A successful businessman flew to Vegas for the weekend to gamble. He
lost the shirt off his back, and had nothing left but a
quarter and the second half of his round trip ticket. If he could just
get to the airport he could get himself home. So he went out
to the front of the casino where there was a cab waiting.
He got in and explained his situation to the cabbie. He promised to
send the driver money from home, he offered him his credit
card numbers, his drivers license number, his address, etc. but to
no avail. The cabbie said "If you don't have fifteen dollars, get
the hell out of my cab!" So the businessman was forced to hitch-hike
to the airport and was barely in time to catch his flight.
One year later the businessman, having worked long and hard to regain
his financial success, returned to Vegas and this time he
won big. Feeling pretty good about himself, he went out to the front
of the casino to get a cab ride back to the airport. Well
who should he see out there, at the end of a long line of cabs, but
his old buddy who had refused to give him a ride when he
was down on his luck.
The businessman thought for a moment about how he could make the guy
pay for his lack of charity, and he hit on a plan. The
businessman got in the first cab in the line, "How much for a ride
to the airport," he asked? "Fifteen bucks," came the reply.

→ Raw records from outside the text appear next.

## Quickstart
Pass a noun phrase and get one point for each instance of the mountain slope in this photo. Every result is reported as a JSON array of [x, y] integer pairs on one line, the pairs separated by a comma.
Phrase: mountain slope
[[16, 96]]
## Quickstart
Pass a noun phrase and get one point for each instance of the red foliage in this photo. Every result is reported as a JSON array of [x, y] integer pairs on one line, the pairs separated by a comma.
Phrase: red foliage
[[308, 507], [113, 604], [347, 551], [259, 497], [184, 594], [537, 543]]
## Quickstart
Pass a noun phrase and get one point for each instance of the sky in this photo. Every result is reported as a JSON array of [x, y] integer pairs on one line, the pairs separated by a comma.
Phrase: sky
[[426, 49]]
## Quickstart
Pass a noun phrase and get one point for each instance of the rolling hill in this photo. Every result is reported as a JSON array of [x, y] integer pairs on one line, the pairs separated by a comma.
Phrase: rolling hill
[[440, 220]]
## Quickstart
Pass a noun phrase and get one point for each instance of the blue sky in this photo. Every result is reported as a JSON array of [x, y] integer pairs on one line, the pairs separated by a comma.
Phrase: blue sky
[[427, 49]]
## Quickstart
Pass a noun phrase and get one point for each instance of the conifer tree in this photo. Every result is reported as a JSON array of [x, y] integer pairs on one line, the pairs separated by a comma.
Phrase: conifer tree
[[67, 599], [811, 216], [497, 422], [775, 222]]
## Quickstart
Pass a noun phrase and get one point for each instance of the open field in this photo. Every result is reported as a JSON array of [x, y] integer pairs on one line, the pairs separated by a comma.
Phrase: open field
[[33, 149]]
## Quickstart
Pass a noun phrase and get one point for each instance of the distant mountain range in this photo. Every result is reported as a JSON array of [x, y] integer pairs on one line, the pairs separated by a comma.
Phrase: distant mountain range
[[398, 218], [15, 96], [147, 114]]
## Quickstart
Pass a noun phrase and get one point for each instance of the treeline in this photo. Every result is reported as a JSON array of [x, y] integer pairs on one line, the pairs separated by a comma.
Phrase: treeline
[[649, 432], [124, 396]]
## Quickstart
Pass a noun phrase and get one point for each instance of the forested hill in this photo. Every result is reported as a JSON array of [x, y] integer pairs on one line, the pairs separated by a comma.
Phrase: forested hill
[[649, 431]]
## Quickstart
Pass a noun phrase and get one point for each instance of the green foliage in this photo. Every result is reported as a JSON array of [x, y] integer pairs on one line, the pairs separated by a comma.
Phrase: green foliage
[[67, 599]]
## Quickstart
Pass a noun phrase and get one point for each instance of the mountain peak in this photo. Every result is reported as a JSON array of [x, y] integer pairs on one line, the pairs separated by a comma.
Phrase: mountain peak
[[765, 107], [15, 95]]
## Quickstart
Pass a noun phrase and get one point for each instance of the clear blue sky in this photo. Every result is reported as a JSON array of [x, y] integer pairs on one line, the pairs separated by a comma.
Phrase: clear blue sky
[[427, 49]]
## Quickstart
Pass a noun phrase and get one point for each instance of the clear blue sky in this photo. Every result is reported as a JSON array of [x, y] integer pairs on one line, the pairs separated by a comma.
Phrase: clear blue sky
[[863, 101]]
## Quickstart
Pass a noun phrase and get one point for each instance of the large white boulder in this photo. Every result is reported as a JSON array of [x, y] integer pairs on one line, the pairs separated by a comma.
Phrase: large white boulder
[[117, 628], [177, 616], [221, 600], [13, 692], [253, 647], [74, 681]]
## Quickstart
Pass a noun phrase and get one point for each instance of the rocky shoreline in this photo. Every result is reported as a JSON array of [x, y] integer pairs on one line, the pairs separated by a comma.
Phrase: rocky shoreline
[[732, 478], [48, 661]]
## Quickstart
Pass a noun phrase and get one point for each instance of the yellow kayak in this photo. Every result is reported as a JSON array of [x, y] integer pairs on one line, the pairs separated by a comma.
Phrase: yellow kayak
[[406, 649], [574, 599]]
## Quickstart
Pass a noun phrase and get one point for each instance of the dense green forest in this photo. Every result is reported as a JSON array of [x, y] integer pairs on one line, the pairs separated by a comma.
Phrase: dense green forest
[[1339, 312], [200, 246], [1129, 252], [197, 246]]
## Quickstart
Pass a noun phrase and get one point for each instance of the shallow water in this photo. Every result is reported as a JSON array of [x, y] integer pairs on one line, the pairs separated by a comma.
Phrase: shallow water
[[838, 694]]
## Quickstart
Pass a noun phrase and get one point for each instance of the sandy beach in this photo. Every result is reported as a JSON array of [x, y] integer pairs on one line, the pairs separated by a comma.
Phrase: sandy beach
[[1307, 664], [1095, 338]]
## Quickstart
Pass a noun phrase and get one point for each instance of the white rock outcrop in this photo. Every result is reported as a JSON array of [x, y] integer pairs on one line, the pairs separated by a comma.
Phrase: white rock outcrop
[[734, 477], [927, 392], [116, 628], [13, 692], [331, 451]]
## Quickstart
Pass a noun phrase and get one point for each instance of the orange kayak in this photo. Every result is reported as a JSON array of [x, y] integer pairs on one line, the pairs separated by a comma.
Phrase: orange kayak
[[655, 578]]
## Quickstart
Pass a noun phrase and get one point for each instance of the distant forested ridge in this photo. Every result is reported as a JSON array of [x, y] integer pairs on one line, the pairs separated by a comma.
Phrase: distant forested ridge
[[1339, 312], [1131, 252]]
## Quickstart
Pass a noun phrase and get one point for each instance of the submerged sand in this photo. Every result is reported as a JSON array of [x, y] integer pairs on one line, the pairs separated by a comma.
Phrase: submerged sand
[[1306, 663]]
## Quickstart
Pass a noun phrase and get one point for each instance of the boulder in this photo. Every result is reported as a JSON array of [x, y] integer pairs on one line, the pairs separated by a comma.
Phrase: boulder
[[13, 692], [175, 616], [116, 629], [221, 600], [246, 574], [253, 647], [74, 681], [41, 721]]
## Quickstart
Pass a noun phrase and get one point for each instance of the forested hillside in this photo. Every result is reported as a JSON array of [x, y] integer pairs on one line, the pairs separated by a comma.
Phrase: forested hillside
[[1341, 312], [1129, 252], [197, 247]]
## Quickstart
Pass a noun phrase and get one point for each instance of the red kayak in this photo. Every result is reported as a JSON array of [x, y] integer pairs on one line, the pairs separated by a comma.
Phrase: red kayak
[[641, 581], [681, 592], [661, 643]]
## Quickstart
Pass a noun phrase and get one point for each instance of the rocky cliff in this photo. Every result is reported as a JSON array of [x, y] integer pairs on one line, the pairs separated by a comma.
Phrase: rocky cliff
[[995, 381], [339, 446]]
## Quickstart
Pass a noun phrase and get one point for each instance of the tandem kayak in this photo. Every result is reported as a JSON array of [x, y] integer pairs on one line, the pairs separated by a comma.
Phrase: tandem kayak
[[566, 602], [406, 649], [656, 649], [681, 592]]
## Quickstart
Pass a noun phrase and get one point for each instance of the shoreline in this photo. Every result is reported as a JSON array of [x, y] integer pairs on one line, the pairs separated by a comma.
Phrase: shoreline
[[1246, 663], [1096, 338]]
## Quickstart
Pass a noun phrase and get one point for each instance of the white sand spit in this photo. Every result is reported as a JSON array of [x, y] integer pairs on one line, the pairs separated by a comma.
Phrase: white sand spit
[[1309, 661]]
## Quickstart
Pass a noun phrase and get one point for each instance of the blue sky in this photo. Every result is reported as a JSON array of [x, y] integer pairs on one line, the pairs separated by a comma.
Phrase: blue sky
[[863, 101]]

"And how much for you to give me a blowjob on the way?" "What?! Get
the hell out of my cab you asshole!!!" The
businessman got into the back of each cab in the long line and asked
the same questions, with the same result.
When he got to his old friend at the back of the line, he got in and
asked "How much for a ride to the airport?" The cabbie
replied "fifteen bucks." The businessman said "ok" and off they went.
Then, as they drove slowly past the long line of cabs the
businessman gave a big smile and thumbs up sign to each driver.